A ban on British beef imports of cattle under 30 months of age came into effect on 29th September, according to a statement made by the Chinese Administration of Customs.
Last month, Bovine Spongiform Encephalopathy (BSE) was found on a farm in Somerset, according to the UK’s Animal Plant Health Agency (APHA).
The news comes as China has yet to restart buying beef from the United Kingdom after agreeing in 2019 to lift a ban on British beef imposed in the 1990s. In 2019, the UK government said that lifting the ban would be worth £250 million to British producers over the next five years.
A spokesperson for the British Meat Processors Association (BMPA) said: “Although there are currently no exports to mainland China this is a setback for exporters that were planning to ship product.

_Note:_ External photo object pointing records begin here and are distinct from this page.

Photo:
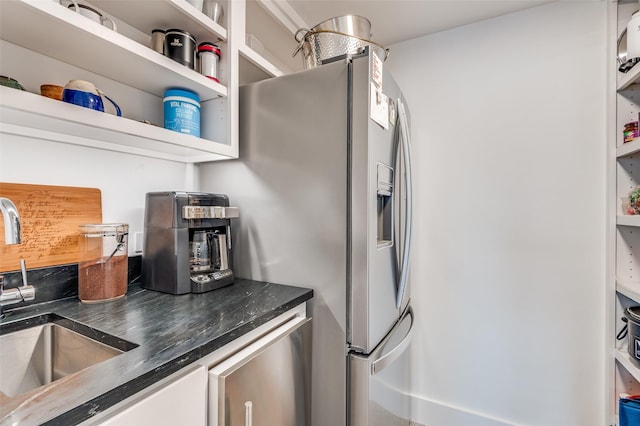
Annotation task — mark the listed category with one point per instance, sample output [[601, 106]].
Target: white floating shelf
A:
[[164, 14], [77, 40], [628, 220], [631, 77], [622, 356], [36, 116], [628, 148], [630, 289]]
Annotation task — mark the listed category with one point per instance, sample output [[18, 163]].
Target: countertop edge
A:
[[99, 404]]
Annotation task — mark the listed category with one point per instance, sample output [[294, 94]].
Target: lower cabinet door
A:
[[267, 383], [179, 400]]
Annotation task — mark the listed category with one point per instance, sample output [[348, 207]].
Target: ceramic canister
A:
[[182, 111], [180, 46]]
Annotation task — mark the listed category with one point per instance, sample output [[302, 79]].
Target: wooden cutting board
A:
[[50, 216]]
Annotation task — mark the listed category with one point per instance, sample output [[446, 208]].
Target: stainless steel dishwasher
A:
[[267, 382]]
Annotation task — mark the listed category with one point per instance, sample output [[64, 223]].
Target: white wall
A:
[[508, 268]]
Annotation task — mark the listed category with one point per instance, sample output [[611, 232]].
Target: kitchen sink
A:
[[38, 351]]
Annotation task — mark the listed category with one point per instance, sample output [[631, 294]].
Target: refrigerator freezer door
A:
[[376, 300], [290, 184], [404, 217], [379, 381]]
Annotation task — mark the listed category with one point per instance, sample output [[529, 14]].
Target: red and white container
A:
[[208, 60]]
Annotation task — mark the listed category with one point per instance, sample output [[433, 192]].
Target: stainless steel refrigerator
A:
[[324, 186]]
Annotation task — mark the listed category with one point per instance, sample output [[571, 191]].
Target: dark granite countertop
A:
[[171, 332]]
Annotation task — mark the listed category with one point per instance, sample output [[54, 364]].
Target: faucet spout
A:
[[11, 219]]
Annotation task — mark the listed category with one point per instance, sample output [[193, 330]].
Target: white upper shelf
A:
[[628, 220], [31, 115], [164, 14], [631, 77], [622, 356], [77, 40], [628, 148]]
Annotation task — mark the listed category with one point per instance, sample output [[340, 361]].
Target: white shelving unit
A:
[[49, 28], [624, 232]]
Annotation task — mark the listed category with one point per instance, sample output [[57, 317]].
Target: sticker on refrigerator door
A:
[[393, 113], [379, 107]]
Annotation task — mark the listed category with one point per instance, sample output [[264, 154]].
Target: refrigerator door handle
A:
[[381, 363], [406, 157]]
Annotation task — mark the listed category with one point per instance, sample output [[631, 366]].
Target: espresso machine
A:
[[187, 242]]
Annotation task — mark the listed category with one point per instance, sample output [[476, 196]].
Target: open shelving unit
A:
[[623, 242], [51, 29]]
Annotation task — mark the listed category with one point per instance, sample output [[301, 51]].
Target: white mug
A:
[[90, 12]]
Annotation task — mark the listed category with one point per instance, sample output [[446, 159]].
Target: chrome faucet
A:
[[11, 221], [12, 235]]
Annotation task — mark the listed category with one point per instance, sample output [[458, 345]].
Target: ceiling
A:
[[393, 21]]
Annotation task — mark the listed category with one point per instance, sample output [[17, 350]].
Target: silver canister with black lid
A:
[[632, 314], [180, 46]]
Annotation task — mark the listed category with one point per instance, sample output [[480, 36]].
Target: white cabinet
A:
[[266, 383], [124, 57], [180, 399], [189, 397], [624, 230]]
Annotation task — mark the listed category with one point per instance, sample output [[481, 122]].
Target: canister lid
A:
[[182, 93], [181, 32], [208, 47], [633, 313]]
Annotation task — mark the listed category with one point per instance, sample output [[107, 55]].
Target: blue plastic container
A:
[[182, 111]]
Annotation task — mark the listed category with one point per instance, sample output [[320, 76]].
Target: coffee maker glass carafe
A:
[[208, 251]]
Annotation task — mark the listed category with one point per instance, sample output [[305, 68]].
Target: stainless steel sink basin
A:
[[41, 350]]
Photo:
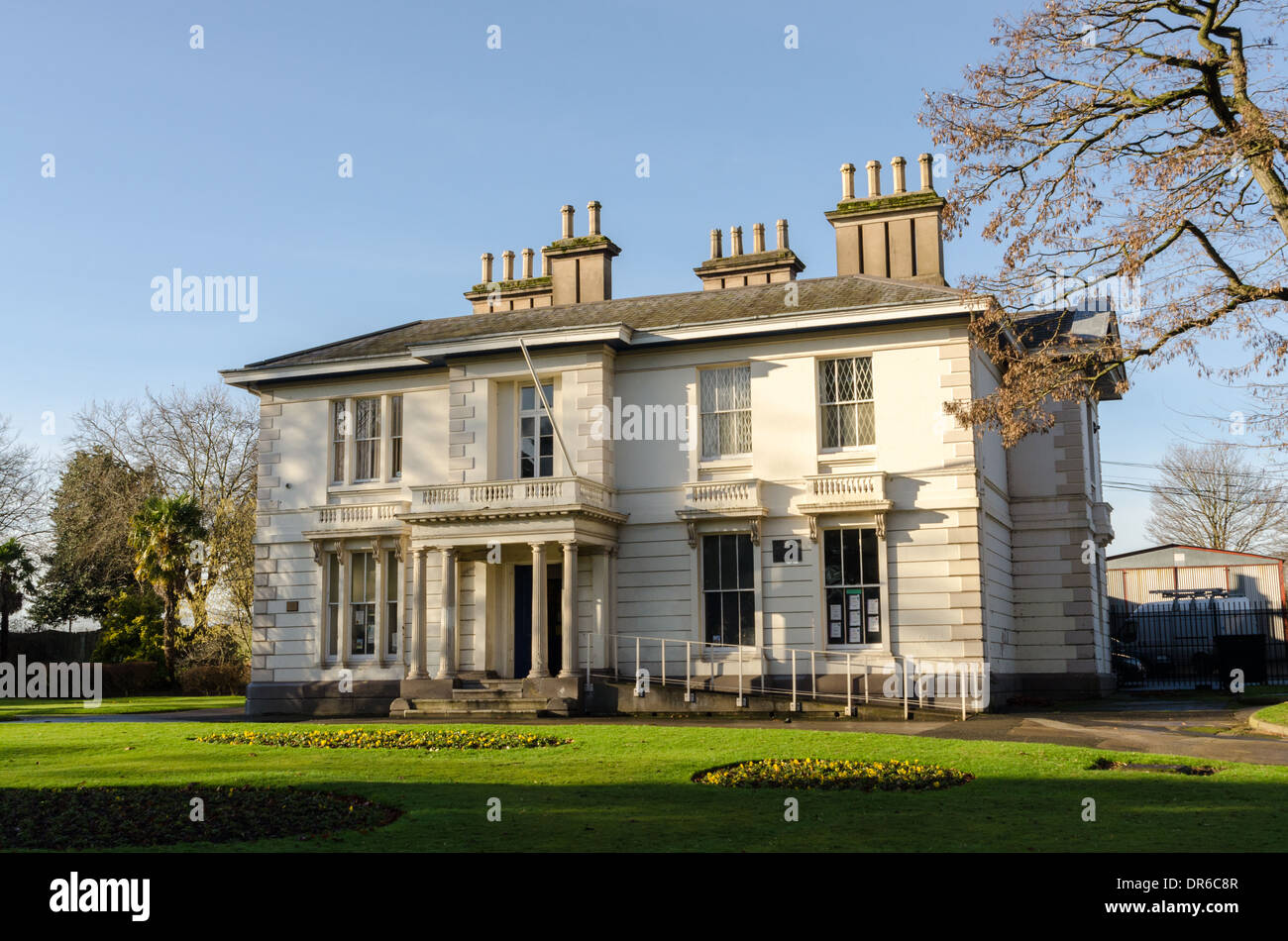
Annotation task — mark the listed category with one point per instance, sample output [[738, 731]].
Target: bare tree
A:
[[22, 486], [1134, 151], [201, 443], [1211, 495]]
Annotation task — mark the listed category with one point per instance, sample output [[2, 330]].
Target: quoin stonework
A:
[[445, 531]]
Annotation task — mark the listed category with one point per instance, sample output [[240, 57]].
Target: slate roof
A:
[[638, 313]]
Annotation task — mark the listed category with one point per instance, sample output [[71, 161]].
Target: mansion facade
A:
[[497, 506]]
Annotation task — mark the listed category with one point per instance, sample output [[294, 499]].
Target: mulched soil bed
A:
[[117, 816], [1111, 765], [822, 774]]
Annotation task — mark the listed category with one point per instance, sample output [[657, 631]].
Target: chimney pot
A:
[[846, 180], [874, 177], [897, 164]]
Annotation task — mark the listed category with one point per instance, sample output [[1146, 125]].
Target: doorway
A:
[[523, 619]]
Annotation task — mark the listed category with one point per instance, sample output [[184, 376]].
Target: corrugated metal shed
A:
[[1136, 576]]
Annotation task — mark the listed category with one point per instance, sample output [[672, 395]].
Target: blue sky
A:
[[224, 161]]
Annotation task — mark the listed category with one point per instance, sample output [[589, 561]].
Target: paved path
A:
[[1198, 729]]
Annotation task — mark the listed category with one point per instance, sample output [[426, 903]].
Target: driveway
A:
[[1197, 729]]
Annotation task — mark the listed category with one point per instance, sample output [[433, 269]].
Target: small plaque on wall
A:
[[786, 551]]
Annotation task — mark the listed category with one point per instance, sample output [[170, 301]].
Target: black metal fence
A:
[[1198, 645]]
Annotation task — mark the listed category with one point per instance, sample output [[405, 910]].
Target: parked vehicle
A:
[[1129, 670], [1179, 635]]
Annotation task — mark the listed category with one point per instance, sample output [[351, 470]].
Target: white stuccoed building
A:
[[758, 475]]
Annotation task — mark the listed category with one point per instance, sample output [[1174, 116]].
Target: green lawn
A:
[[627, 787], [120, 705]]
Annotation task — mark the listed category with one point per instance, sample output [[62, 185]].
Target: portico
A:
[[503, 596]]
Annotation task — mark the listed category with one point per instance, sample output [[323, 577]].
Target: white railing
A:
[[845, 489], [698, 666], [342, 515], [721, 494], [513, 494]]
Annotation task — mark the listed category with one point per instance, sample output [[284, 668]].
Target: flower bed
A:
[[430, 740], [106, 817], [820, 774]]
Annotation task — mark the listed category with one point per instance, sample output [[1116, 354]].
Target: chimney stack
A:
[[739, 269], [581, 269], [874, 177], [926, 183], [846, 180], [896, 236], [897, 166]]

And, it is unclear at this stage whether this is the extent and/or nature of the suspension, or whether it is a full withdrawal which may require a more complex procedure for re-approval.
“While it is disappointing that we have had one case at a time when, as a country, we were so close to be being able to be classified as BSE negligible risk status, it does prove that our food supply chain surveillance systems work in this country.
“The beef industry has done a fantastic job of eradicating BSE and people can take reassurance from the fact that there are rigorous surveillance schemes in place to maintain food safety as has been demonstrated in this instance. The industry will continue to work hard to attain BSE negligible risk status.”
China has also suspended imports of beef from Brazil, a top supplier, in early September after Brazil reported two cases of BSE.